“The Stand-In”

2 STARS

If you can say anything about Drew Barrymore, it’s that she’s a hard worker. The actor is back in her first feature vehicle in years in “The Stand In,” a lukewarm comedy from director Jamie Babbit. Barrymore takes on dual roles as washed-up movie star with an attitude Candy and her lowly, mousy stand-in, Paula. The two are complete opposites, and it’s fun to watch at first. The gimmick wears thin quickly, and the story’s social commentary slant is too superficial to make an impression. Even Barrymore’s undeniable charm isn’t enough to warrant a recommendation.

With her career on the rocks, Candy is busted for tax evasion. Even worse, she has a serious substance abuse problem and is sent to rehab. Spoiled and not wanting to deal with any type of community service, the burned-out celebrity brainstorms the perfect idea: ask her enthusiastic stand-in to serve the time in her place.

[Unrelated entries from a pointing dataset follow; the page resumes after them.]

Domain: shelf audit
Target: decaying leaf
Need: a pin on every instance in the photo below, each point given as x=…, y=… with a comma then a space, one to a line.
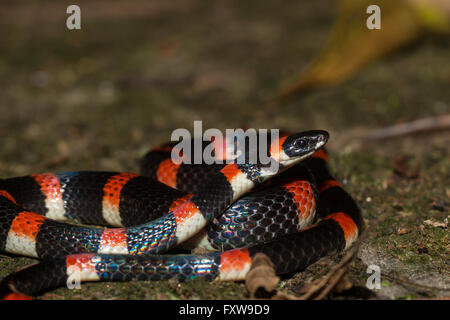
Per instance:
x=261, y=279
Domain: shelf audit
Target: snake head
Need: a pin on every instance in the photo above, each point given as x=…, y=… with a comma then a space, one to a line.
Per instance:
x=298, y=146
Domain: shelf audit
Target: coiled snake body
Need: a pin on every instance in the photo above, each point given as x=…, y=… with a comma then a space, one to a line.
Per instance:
x=207, y=210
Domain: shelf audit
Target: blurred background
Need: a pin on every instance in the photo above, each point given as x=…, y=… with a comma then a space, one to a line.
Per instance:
x=98, y=98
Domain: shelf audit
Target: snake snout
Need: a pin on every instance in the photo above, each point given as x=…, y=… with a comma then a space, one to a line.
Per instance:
x=304, y=143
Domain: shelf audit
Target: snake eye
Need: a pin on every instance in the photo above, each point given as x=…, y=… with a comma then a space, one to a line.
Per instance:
x=301, y=144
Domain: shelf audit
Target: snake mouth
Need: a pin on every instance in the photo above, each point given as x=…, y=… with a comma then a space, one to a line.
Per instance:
x=300, y=145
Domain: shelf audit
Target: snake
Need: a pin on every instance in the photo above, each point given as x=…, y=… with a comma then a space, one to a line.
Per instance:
x=294, y=212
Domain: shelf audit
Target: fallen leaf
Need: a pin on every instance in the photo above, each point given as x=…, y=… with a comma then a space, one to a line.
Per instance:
x=261, y=279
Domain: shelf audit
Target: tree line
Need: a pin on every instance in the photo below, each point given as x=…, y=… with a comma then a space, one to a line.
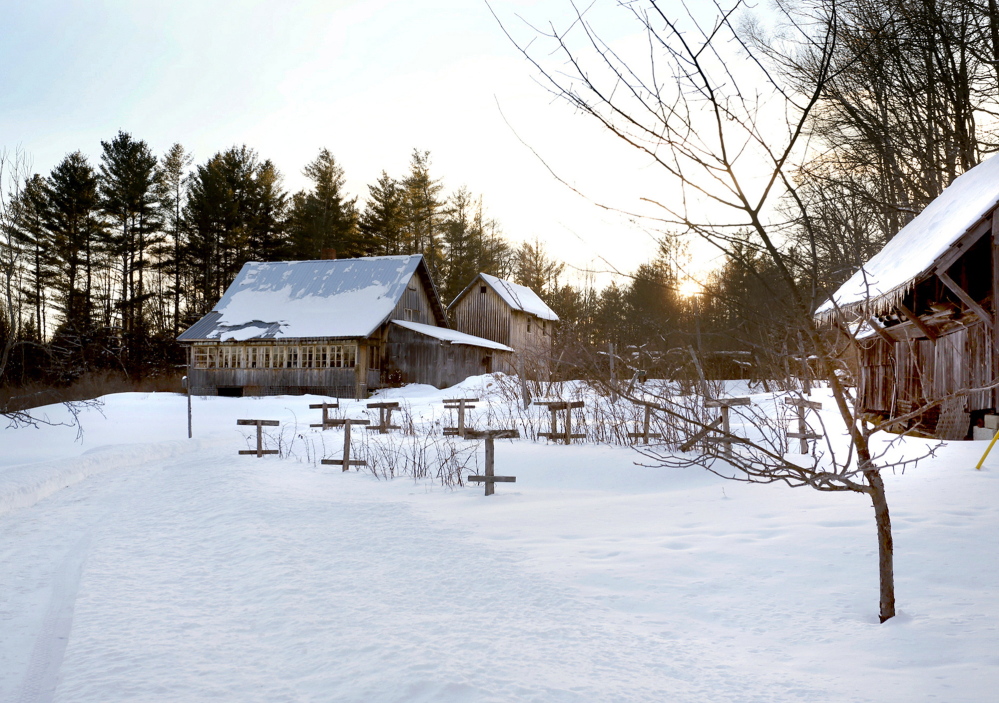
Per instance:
x=104, y=263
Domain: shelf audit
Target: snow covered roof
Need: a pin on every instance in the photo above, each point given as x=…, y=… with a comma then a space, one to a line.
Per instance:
x=914, y=250
x=453, y=336
x=296, y=299
x=515, y=295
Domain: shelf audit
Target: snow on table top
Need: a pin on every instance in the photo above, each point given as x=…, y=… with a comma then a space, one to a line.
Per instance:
x=452, y=336
x=921, y=242
x=520, y=297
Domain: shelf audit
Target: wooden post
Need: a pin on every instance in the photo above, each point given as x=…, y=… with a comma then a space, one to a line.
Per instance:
x=610, y=355
x=384, y=417
x=803, y=435
x=645, y=433
x=459, y=404
x=700, y=372
x=556, y=406
x=187, y=386
x=724, y=405
x=260, y=424
x=346, y=462
x=525, y=393
x=326, y=407
x=490, y=478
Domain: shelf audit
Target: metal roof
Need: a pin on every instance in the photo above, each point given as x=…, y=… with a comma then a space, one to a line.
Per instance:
x=451, y=336
x=325, y=298
x=518, y=297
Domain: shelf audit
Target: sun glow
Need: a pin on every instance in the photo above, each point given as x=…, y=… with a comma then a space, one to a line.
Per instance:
x=688, y=288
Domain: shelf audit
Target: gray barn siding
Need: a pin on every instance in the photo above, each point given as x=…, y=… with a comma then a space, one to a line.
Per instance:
x=333, y=382
x=422, y=359
x=484, y=315
x=418, y=300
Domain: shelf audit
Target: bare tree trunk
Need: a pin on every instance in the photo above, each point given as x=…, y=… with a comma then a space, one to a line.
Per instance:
x=886, y=569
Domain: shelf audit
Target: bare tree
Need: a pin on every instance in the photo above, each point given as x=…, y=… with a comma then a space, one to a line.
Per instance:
x=728, y=135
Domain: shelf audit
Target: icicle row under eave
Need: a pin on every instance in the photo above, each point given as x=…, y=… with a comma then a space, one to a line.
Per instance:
x=869, y=307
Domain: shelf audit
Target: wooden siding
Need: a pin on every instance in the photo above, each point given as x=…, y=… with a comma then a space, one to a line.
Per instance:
x=530, y=337
x=483, y=314
x=900, y=379
x=339, y=383
x=417, y=300
x=411, y=357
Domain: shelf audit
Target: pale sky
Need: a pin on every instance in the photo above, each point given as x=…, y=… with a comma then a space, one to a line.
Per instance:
x=368, y=80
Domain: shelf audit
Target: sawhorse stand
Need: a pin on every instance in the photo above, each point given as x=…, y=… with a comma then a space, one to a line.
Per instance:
x=724, y=405
x=461, y=405
x=327, y=421
x=259, y=451
x=384, y=417
x=491, y=479
x=803, y=435
x=644, y=433
x=346, y=462
x=555, y=407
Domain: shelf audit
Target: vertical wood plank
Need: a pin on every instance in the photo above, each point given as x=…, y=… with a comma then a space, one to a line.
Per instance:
x=490, y=463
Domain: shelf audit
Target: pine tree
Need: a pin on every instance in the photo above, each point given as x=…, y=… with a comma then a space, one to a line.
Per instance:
x=172, y=194
x=383, y=222
x=536, y=269
x=128, y=197
x=324, y=218
x=422, y=211
x=76, y=231
x=235, y=213
x=33, y=240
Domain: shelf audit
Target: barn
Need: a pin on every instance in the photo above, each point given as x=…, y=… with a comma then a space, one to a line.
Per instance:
x=507, y=313
x=926, y=305
x=336, y=327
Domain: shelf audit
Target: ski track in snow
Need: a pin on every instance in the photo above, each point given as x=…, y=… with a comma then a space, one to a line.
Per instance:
x=371, y=603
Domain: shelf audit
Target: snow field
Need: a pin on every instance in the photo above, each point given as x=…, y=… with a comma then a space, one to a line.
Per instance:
x=168, y=573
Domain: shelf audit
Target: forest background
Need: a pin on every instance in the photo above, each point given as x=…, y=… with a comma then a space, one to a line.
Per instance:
x=106, y=259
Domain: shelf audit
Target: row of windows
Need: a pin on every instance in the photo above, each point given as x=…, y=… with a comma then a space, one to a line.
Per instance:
x=317, y=356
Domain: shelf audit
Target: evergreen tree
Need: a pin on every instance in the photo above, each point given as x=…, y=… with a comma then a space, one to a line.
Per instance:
x=128, y=197
x=32, y=238
x=536, y=269
x=383, y=222
x=422, y=211
x=324, y=218
x=172, y=195
x=75, y=230
x=235, y=212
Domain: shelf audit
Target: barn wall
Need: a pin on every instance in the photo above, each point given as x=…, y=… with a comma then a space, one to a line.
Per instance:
x=340, y=383
x=417, y=358
x=483, y=314
x=877, y=376
x=416, y=300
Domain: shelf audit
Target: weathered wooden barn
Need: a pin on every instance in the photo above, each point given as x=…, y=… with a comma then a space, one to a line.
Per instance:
x=338, y=327
x=927, y=305
x=507, y=313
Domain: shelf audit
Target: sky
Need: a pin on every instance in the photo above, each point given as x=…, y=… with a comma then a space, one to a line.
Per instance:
x=371, y=81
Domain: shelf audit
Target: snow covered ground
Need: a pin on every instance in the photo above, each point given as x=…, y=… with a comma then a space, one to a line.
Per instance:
x=138, y=565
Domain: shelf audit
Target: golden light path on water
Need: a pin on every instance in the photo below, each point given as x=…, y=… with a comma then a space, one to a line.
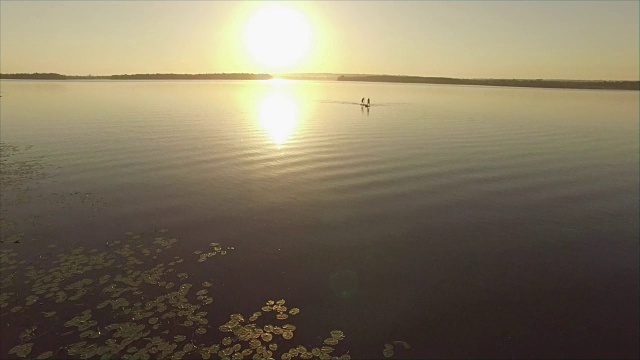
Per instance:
x=279, y=114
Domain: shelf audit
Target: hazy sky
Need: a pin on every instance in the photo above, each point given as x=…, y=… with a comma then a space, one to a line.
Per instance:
x=476, y=39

Trading places works out terrific in the beginning, with Candy able to focus on her hobbies and Paul getting to perform again by acting like her former boss. Soon Candy begins to rely on Paula to stand in for all of the parts of life she’d rather avoid, like going to traffic school, attending parties, and making talk show appearances. It doesn’t take long before her doppelgänger begins to get a taste for the good life and the excitement of the celebrity lifestyle, and she starts to take over other parts of Candy’s life, too.

Screenwriter Sam Bain has developed a very clever and fun premise, but the movie isn’t as good as it could be. It’s a tale of toxic co-dependency, but the story never goes full-on “Single White Female.” If the themes of the trappings of fame and desire for privacy being at odds with the pie-in-the-sky daydreams of becoming a beloved celebrity were explored further than the filmmaker decides to go here, “The Stand In” would be a different — and far more interesting — movie.